Issues & Insights has a round-up of these revelations in its editorial this morning, and includes this:

The Foundation for Freedom Online has been pulling together information on these efforts, and found that the focus on attacking domestic speech accelerated in the run-up to the 2020 elections:

To create a ‘whole-of-society’ consensus on the censorship of political opinions online that were ‘casting doubt’ ahead of the 2020 election, DHS organized ‘disinformation’ conferences to bring together tech companiescivil society groups, and news media to all build consensus – with DHS prodding (which is meaningful: many partners receive government funds through grants or contracts, for fear government regulatory or retaliatory threats) – on expanding social media censorship policies.

John Solomon, the editor in chief of Just the News and one of the only reporters to cover these revelations, says that a consortium of four private groups worked with DHS and the State Department “to censor massive numbers of social media posts they considered misinformation during the 2020 election.”

If Twitter drops out of this “consortium,” it might lead to — heaven forfend — actual debate and engagement on a social media platform. It might bypass government attempts to censor and manipulate information by comparison to other platforms that still cooperate with that “consortium,” for instance. And the mainstream media would prefer to work in a government-controlled debate space rather than in a First Amendment environment, it seems.

Jonathan Turley nails it in his swipe at MSM “hyperventilation” over the sale of Twitter.
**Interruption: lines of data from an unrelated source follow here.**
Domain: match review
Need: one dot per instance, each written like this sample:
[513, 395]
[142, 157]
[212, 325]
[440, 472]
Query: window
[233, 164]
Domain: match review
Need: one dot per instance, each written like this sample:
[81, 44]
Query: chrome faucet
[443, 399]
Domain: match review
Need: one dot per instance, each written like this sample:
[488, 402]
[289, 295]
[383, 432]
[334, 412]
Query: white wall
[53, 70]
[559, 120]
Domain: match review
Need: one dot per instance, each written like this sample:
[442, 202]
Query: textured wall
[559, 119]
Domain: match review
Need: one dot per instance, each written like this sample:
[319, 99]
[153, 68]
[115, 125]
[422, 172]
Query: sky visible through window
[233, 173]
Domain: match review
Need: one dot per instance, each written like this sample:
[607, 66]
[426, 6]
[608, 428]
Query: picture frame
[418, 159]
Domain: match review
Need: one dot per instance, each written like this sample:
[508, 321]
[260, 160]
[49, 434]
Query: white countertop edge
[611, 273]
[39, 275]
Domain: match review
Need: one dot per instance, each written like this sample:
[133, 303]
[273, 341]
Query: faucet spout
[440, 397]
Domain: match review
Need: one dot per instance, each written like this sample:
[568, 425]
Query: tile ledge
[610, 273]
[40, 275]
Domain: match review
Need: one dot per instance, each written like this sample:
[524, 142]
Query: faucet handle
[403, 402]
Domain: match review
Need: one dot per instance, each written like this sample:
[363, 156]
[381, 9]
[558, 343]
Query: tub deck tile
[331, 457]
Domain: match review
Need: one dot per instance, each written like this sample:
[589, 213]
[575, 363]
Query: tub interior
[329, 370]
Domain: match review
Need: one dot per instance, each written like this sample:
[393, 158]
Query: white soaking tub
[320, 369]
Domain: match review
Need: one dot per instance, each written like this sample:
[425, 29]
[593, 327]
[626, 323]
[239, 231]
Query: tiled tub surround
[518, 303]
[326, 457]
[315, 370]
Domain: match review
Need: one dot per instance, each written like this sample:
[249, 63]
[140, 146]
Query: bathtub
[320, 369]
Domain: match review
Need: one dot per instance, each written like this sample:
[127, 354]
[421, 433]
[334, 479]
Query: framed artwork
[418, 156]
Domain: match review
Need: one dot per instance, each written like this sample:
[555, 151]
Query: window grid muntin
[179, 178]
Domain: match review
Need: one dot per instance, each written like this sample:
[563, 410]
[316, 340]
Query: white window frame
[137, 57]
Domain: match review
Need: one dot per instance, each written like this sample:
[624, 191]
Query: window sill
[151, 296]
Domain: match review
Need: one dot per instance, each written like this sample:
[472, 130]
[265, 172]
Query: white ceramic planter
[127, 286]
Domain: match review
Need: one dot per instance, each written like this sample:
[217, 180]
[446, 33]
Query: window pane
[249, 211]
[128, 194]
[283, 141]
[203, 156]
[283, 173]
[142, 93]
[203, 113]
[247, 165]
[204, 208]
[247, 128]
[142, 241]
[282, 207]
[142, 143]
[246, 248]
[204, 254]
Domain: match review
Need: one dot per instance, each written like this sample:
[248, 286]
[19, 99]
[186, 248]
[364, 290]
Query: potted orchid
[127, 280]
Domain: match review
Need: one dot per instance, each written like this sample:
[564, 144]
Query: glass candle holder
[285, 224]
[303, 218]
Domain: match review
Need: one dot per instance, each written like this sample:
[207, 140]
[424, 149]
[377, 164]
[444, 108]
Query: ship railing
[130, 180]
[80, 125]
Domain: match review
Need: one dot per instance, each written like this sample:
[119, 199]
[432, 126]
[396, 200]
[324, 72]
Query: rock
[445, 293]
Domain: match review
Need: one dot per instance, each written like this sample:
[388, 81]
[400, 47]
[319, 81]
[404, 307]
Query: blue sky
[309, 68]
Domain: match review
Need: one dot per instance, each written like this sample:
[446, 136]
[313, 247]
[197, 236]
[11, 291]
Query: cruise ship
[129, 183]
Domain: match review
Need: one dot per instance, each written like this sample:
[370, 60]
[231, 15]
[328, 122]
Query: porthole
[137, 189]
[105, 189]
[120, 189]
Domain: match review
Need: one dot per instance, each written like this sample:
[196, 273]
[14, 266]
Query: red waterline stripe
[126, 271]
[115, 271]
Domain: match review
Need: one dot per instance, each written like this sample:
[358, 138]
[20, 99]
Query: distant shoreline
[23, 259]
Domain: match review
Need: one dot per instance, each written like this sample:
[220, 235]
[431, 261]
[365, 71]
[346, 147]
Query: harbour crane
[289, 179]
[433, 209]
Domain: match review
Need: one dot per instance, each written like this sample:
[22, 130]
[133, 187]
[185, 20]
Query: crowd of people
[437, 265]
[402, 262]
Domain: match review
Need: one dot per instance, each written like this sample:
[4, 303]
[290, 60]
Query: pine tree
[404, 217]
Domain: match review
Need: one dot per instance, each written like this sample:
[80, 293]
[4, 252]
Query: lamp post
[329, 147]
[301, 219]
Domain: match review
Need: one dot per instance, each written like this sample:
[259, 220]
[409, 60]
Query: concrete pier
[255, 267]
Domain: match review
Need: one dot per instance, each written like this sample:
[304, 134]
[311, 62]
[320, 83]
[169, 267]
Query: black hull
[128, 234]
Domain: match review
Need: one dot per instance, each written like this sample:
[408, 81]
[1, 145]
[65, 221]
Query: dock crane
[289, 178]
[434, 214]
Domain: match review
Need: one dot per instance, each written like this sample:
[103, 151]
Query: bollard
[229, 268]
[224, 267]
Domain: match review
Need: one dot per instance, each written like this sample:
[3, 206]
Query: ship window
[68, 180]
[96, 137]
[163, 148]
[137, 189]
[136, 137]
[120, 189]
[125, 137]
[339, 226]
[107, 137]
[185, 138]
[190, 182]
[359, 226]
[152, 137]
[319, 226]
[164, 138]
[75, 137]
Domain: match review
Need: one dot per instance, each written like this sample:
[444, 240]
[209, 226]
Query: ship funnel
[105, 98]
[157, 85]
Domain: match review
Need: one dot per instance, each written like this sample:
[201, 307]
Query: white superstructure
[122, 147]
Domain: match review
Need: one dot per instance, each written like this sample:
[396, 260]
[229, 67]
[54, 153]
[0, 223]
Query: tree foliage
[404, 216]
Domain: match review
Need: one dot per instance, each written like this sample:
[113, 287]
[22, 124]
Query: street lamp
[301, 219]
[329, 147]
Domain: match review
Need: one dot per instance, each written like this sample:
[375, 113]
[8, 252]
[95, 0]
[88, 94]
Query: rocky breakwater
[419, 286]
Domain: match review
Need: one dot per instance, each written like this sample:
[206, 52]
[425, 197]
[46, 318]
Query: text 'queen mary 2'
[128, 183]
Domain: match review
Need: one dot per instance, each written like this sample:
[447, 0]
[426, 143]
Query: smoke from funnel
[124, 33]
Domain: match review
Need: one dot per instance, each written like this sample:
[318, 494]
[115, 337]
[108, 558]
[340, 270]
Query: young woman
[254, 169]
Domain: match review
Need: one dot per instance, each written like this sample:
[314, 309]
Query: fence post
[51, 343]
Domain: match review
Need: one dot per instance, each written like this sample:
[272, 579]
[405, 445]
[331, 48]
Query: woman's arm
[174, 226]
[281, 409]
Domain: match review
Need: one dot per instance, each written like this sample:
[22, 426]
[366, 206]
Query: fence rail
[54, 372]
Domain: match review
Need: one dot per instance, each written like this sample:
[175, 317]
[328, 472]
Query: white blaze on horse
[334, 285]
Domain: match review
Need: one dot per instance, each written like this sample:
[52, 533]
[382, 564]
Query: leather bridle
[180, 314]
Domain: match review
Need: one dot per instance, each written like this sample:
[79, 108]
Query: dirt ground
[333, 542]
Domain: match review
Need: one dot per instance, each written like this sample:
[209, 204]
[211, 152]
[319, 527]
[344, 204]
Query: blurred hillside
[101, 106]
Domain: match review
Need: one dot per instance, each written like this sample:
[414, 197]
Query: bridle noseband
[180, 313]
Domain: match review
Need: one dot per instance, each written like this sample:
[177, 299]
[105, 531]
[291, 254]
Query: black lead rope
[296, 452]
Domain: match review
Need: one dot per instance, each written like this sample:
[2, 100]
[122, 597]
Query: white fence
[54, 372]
He headlines his piece:

“Be Afraid, Be Actually Afraid”: Reporters Panic at the Thought of Twitter Restoring Free Speech Protections

Turley scoffs at the sense of proportion involved, too:

“Be afraid, be actually afraid.” Those words from former Politico Magazine editor Garrett M. Graff captures the hyperventilation in the media this week. No it is not Vladimir Putin’s threat of unleashing a nuclear war or the word that our national debt has reached a staggering $31 trillion. No, it is the news that Elon Musk may go forward with the purchase of Twitter and . . . [trigger warning] . . . free speech protections might be restored on the platform. The pearl-clutching of various media and academic figures shows how engrained the censorship culture has become in the United States. …

The one thing that we agree on is that this could be a historic moment and free speech could be returning to a major platform of social media. The company seemingly wrote off free speech years ago. Twitter CEO Parag Agrawal was asked how Twitter would balance its efforts to combat misinformation with wanting to “protect free speech as a core value” and to respect the First Amendment. He responded dismissively that the company is “not to be bound by the First Amendment” and will regulate content as “reflective of things that we believe lead to a healthier public conversation.” Agrawal said the company would “focus less on thinking about free speech” because “speech is easy on the internet. Most people can speak. Where our role is particularly emphasized is who can be heard.”

That, unfortunately, is exactly the same attitude that the mainstream media have about the First Amendment and open debate. And that is why many of those who value both cheered Musk’s buyout — not because we thought Musk was solid on those points, but that the status quo was so bad and manipulative that any change would be preferable.

Even if Musk ends up changing nothing at all — a distinct possibility — the exercise has been valuable enough already. The masks have dropped, in both Big Tech and in mainstream media, about their derision for free speech and open debate. They intend on using both to silence their political opposition. And the only solution to that is to create and support independent platforms that will never feel forced to collaborate with censors or kowtow to Big Tech elite.